For 2012, this site introduces the thought of Zhiwei Tong (童之伟), one of the most innovative scholars of constitutional law in China. Professor Tong has been developing his thought in part in a essay site that was started in 2010. See, Larry Catá Backer, Introducing a New Essay Site on Chinese Law by Zhiwei Tong, Law at the End of the Day, Oct. 16, 2010. Professor Tong is on the faculty of law at East China University of Political Science and Law. He is the Chairman of the Constitution Branch of the Shanghai Law Society and the Vice Chairman of the Constitution Branch of the China Law Society.

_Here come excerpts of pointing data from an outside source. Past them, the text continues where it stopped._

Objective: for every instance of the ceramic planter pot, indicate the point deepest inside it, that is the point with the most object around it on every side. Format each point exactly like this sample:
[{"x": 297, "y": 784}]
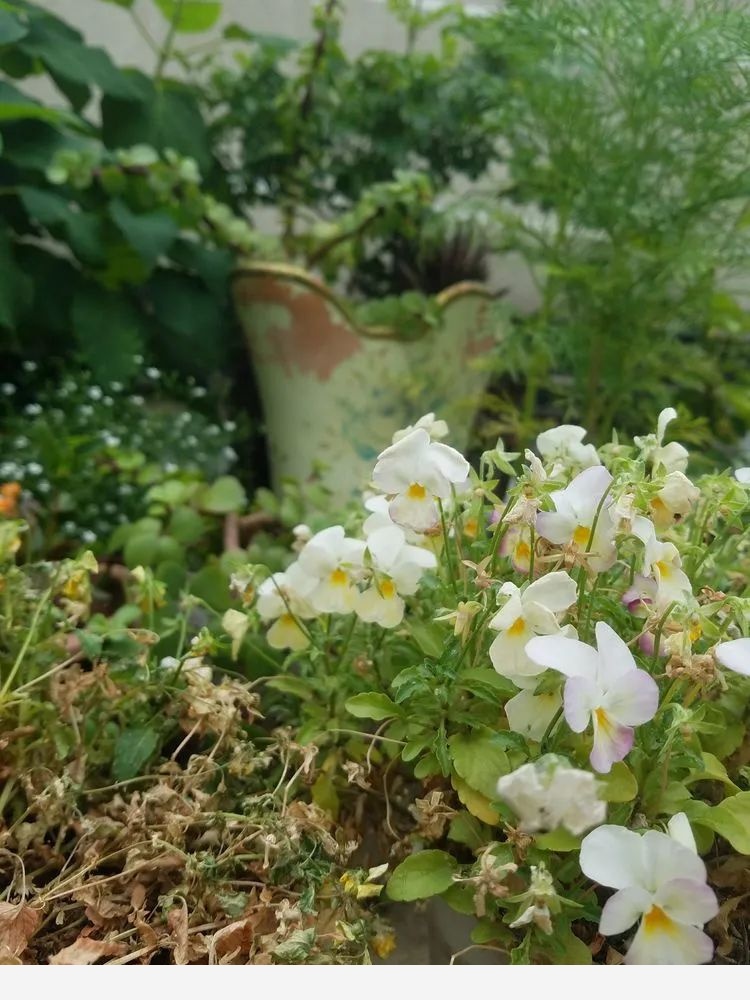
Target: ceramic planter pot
[{"x": 334, "y": 391}]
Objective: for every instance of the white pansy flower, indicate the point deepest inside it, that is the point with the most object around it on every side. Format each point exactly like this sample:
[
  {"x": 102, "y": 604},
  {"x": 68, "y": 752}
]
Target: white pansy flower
[
  {"x": 417, "y": 472},
  {"x": 572, "y": 521},
  {"x": 604, "y": 687},
  {"x": 397, "y": 569},
  {"x": 674, "y": 500},
  {"x": 660, "y": 882},
  {"x": 662, "y": 562},
  {"x": 284, "y": 599},
  {"x": 334, "y": 562},
  {"x": 549, "y": 794},
  {"x": 563, "y": 448},
  {"x": 734, "y": 655},
  {"x": 530, "y": 714},
  {"x": 235, "y": 624},
  {"x": 664, "y": 458},
  {"x": 530, "y": 611},
  {"x": 437, "y": 429}
]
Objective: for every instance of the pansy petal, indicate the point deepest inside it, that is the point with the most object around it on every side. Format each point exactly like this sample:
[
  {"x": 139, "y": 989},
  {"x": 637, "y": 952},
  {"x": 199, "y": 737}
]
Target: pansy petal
[
  {"x": 451, "y": 463},
  {"x": 554, "y": 591},
  {"x": 568, "y": 656},
  {"x": 580, "y": 698},
  {"x": 735, "y": 655},
  {"x": 612, "y": 742},
  {"x": 633, "y": 698},
  {"x": 585, "y": 492},
  {"x": 665, "y": 859},
  {"x": 665, "y": 942},
  {"x": 679, "y": 829},
  {"x": 555, "y": 527},
  {"x": 687, "y": 901},
  {"x": 395, "y": 466},
  {"x": 616, "y": 659},
  {"x": 420, "y": 514},
  {"x": 624, "y": 909},
  {"x": 612, "y": 856}
]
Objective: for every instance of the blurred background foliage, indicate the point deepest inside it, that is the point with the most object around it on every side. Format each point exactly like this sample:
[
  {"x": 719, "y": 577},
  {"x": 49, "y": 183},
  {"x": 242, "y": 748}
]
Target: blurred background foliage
[{"x": 604, "y": 147}]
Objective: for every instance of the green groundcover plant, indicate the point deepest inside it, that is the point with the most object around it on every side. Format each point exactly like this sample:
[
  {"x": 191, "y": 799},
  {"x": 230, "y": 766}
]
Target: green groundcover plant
[{"x": 558, "y": 671}]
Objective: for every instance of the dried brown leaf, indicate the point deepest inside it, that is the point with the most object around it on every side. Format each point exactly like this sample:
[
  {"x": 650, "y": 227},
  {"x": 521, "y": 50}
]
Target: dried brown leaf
[
  {"x": 86, "y": 951},
  {"x": 18, "y": 921}
]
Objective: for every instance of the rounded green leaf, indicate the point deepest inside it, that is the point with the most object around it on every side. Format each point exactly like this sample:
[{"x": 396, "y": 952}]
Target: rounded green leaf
[{"x": 421, "y": 875}]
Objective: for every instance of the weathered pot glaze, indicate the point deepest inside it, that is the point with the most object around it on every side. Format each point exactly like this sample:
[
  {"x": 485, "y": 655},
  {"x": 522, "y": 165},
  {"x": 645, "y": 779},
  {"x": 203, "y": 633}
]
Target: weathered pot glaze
[{"x": 334, "y": 392}]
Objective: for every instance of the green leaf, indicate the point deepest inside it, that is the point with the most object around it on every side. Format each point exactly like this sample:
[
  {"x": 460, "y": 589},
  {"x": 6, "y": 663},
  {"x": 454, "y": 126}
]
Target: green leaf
[
  {"x": 109, "y": 332},
  {"x": 619, "y": 785},
  {"x": 372, "y": 705},
  {"x": 557, "y": 840},
  {"x": 479, "y": 758},
  {"x": 224, "y": 496},
  {"x": 467, "y": 829},
  {"x": 11, "y": 28},
  {"x": 133, "y": 748},
  {"x": 730, "y": 819},
  {"x": 421, "y": 875},
  {"x": 190, "y": 16},
  {"x": 292, "y": 685},
  {"x": 429, "y": 637},
  {"x": 150, "y": 234},
  {"x": 167, "y": 117}
]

The Zhiwei Tong (童之伟) Series focuses on translating some of Professor Tong's work on issues of criminal law and justice in China, matters that touch on core constitutional issues. Each of the posting will include an English translation from the original Chinese, the Chinese original and a link to the original essay site. Many of the essays will include annotations that may also be of interest. I hope those of you who are interested in Chinese legal issues will find these materials, hard to get in English, of use. I am grateful to my research assistants, YiYang Cao and Zhichao Yi for their able work in translating these essays.
November 14, 2010
Translator's Note: Chāiqiān (拆迁) has been translated as demolition and relocation. The connotations itself are actually more complex and involve issues similar to the use of eminent domain in the United States. In China, chaiqian has been used as a tool of rapid development. Entire buildings, blocks, neighborhoods and areas are being bought up, the buildings demolished and new buildings built. The inhabitants are paid a compensation fee (sometimes substantial) to relocate somewhere else. Oftentimes, the inhabitants are provided with new housing to replace the old housing that was going to be demolished. The process, unfortunately, is not always peaceful and is also quite frequently corrupt.